Türkiye siyasetinde son günlerin en çok tartışılan başlığı, TBMM’de kurulan Milli Dayanışma, Kardeşlik ve Demokrasi Komisyonunun İmralı’ya gidip gitmeyeceği meselesi oldu. DEM Parti heyeti, komisyonun teröristbaşı Abdullah Öcalan ile görüşmesi gerektiğini dile getirirken, CHP kesin bir dille böyle bir ziyarete katılmayacağını açıkladı. Ancak kulislerde asıl sürpriz, bu süreci başlatan AKP ve MHP’nin de ziyarete sıcak bakmadığı yönündeki bilgiler oldu.

Bahçeli’nin Çıkışı ve Sürecin Başlangıcı

Hatırlanacağı üzere, MHP Genel Başkanı Devlet Bahçeli, Abdullah Öcalan için “örgütü lağvettiğini açıklasın” çağrısında bulunarak Meclis’e davet etme önerisini gündeme taşımıştı. Bahçeli’nin bu çıkışı, Cumhurbaşkanı Erdoğan’ın “Terörsüz Türkiye” söylemiyle destek bulmuş, akabinde PKK’nın sözde fesih açıklaması ve ardından silahların yakıldığı sembolik gösteriyle süreç hızlanmıştı.

Bu gelişmeler, kamuoyunda bir “açılım tiyatrosu” olarak yorumlanmış, Meclis’e taşınan süreç ise sekiz ayrı toplantı perdesiyle ilerlemişti.

Sekiz Perdelik Meclis Süreci

İlk perde, sürecin isimlendirilmesi ve siyasi gündeme taşınmasıyla başladı.

Gizli oturumlarda MİT Başkanı İbrahim Kalın, Milli Savunma Bakanı Yaşar Güler ve Dışişleri Bakanı Hakan Fidan komisyona kritik sunumlar yaptı.

Sonraki aşamalarda şehit aileleri, sivil toplum kuruluşu temsilcileri ve akademisyenler dinlendi.

Eski Meclis başkanlarının da görüşlerini sunduğu oturumlarla süreç farklı boyutlar kazandı.

Son toplantılarda ise siyasi partiler yol haritalarını ve sürece dair şartlarını ortaya koydu.

Bu çerçevede DEM Parti, sürecin tamamlanması için komisyonun mutlaka İmralı’da Öcalan ile görüşmesi gerektiğini ileri sürdü.

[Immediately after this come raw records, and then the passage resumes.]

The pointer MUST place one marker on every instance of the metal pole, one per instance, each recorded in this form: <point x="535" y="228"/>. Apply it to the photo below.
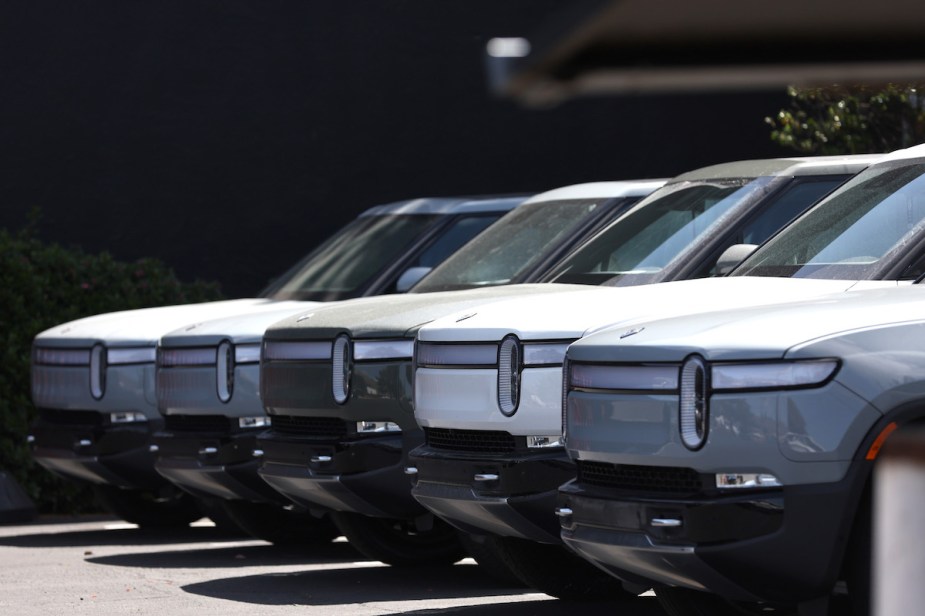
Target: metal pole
<point x="899" y="527"/>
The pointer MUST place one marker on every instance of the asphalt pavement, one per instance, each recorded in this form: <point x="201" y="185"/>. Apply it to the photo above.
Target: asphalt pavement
<point x="100" y="565"/>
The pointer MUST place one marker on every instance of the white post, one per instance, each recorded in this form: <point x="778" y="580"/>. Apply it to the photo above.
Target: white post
<point x="899" y="527"/>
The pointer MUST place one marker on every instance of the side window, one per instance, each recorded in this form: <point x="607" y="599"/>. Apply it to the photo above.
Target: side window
<point x="453" y="238"/>
<point x="787" y="206"/>
<point x="793" y="201"/>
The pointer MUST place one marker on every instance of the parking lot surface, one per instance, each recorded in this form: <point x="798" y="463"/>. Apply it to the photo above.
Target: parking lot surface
<point x="103" y="566"/>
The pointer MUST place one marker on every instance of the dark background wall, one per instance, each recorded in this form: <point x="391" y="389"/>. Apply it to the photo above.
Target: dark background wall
<point x="227" y="137"/>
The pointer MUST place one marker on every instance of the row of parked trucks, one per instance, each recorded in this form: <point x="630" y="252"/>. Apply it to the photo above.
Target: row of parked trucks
<point x="679" y="385"/>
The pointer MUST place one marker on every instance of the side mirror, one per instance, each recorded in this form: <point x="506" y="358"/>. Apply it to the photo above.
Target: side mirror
<point x="732" y="256"/>
<point x="410" y="277"/>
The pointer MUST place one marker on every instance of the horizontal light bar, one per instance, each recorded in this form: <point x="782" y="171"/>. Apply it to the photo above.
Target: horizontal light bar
<point x="544" y="442"/>
<point x="261" y="421"/>
<point x="368" y="350"/>
<point x="127" y="417"/>
<point x="295" y="351"/>
<point x="247" y="353"/>
<point x="747" y="480"/>
<point x="544" y="353"/>
<point x="771" y="375"/>
<point x="193" y="356"/>
<point x="134" y="355"/>
<point x="645" y="378"/>
<point x="457" y="354"/>
<point x="368" y="427"/>
<point x="62" y="357"/>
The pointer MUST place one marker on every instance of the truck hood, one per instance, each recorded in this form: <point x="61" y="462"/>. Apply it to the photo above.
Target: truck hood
<point x="571" y="315"/>
<point x="758" y="332"/>
<point x="398" y="315"/>
<point x="247" y="327"/>
<point x="142" y="327"/>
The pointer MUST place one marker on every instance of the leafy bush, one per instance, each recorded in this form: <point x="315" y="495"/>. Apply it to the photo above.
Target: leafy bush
<point x="42" y="285"/>
<point x="851" y="120"/>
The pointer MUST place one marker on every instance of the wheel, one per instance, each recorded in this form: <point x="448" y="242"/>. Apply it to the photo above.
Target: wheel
<point x="168" y="507"/>
<point x="556" y="571"/>
<point x="687" y="602"/>
<point x="275" y="524"/>
<point x="483" y="550"/>
<point x="431" y="541"/>
<point x="857" y="569"/>
<point x="212" y="509"/>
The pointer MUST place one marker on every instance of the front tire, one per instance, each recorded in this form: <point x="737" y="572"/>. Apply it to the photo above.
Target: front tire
<point x="168" y="507"/>
<point x="401" y="543"/>
<point x="482" y="549"/>
<point x="556" y="571"/>
<point x="687" y="602"/>
<point x="275" y="524"/>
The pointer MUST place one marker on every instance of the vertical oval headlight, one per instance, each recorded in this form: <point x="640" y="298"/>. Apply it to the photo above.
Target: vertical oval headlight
<point x="97" y="371"/>
<point x="693" y="407"/>
<point x="508" y="375"/>
<point x="224" y="371"/>
<point x="340" y="373"/>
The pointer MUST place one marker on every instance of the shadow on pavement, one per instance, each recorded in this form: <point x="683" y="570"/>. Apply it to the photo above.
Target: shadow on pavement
<point x="124" y="536"/>
<point x="375" y="584"/>
<point x="262" y="555"/>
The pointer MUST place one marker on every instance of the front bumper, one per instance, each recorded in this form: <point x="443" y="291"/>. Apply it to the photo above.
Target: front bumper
<point x="782" y="545"/>
<point x="512" y="495"/>
<point x="364" y="474"/>
<point x="85" y="446"/>
<point x="214" y="464"/>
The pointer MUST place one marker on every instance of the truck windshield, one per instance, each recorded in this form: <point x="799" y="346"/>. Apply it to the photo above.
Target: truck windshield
<point x="518" y="241"/>
<point x="862" y="226"/>
<point x="346" y="261"/>
<point x="637" y="247"/>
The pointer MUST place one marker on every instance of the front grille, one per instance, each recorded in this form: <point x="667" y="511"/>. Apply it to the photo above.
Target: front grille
<point x="481" y="441"/>
<point x="670" y="479"/>
<point x="318" y="427"/>
<point x="71" y="418"/>
<point x="198" y="423"/>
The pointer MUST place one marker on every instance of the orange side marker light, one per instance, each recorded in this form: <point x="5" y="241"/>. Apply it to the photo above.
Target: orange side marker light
<point x="874" y="450"/>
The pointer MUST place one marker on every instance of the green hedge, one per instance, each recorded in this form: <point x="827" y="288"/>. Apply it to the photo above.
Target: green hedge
<point x="42" y="285"/>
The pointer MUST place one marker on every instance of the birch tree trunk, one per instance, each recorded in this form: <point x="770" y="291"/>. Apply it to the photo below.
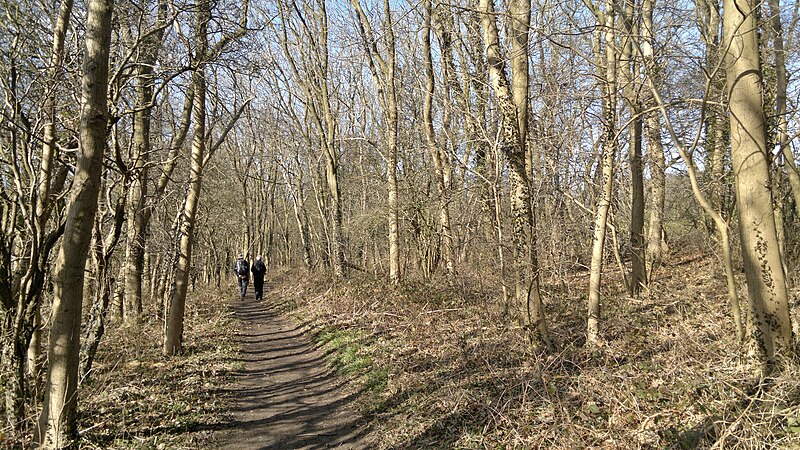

AKP ve MHP’nin Tutumu Değişti

Ancak kulislerde yayılan son bilgilere göre, sürecin ilk adımlarını atan AKP ve MHP, İmralı’ya gitme önerisine mesafeli durmaya başladı. TBMM Başkanı Numan Kurtulmuş’un da kesinlikle böyle bir ziyarete katılmayacağı ifade ediliyor. Bu durum, siyasette yeni bir şaşkınlık yarattı.

CHP’nin Sert Tavrı

CHP, en başından itibaren sürece katılım gösterse de, İmralı ziyaretine kesin bir dille karşı çıktı. Parti yöneticileri, “Meclis’in görevi teröristlerle pazarlık değil, milletin birliğini korumaktır” çıkışında bulundu.

Yeni Bir Açılım Tartışması mı?

Tüm bu gelişmeler, Türkiye’de 2010’lu yıllarda yaşanan “çözüm süreci” tartışmalarını yeniden gündeme taşıdı. Ancak bu kez tablo daha karmaşık:

DEM Parti, sürecin en ileri adımını savunuyor.

CHP, kesin ret içinde.

AKP ve MHP ise sürecin başlatıcıları olmalarına rağmen ziyarete mesafeli yaklaşıyor.

Dolayısıyla, kamuoyunda “yeni bir açılım süreci” ihtimali üzerine yorumlar yapılırken, Ankara kulislerinde de “İmralı ziyareti gerçekleşecek mi, yoksa süreç burada mı tıkanacak?” sorusu öne çıkıyor.

Sonuç: Belirsiz Bir Dönemeç

Görünüşe göre Ankara siyasetinde “İmralı ziyareti” tartışması sadece bir teknik detay değil, önümüzdeki dönemde partilerin stratejilerini, toplumsal algıyı ve belki de erken seçim senaryolarını etkileyecek kadar kritik bir mesele. Şimdilik tablo karışık; ama kesin olan tek şey, bu tartışmanın siyasetin ana gündeminde kalmaya devam edeceği.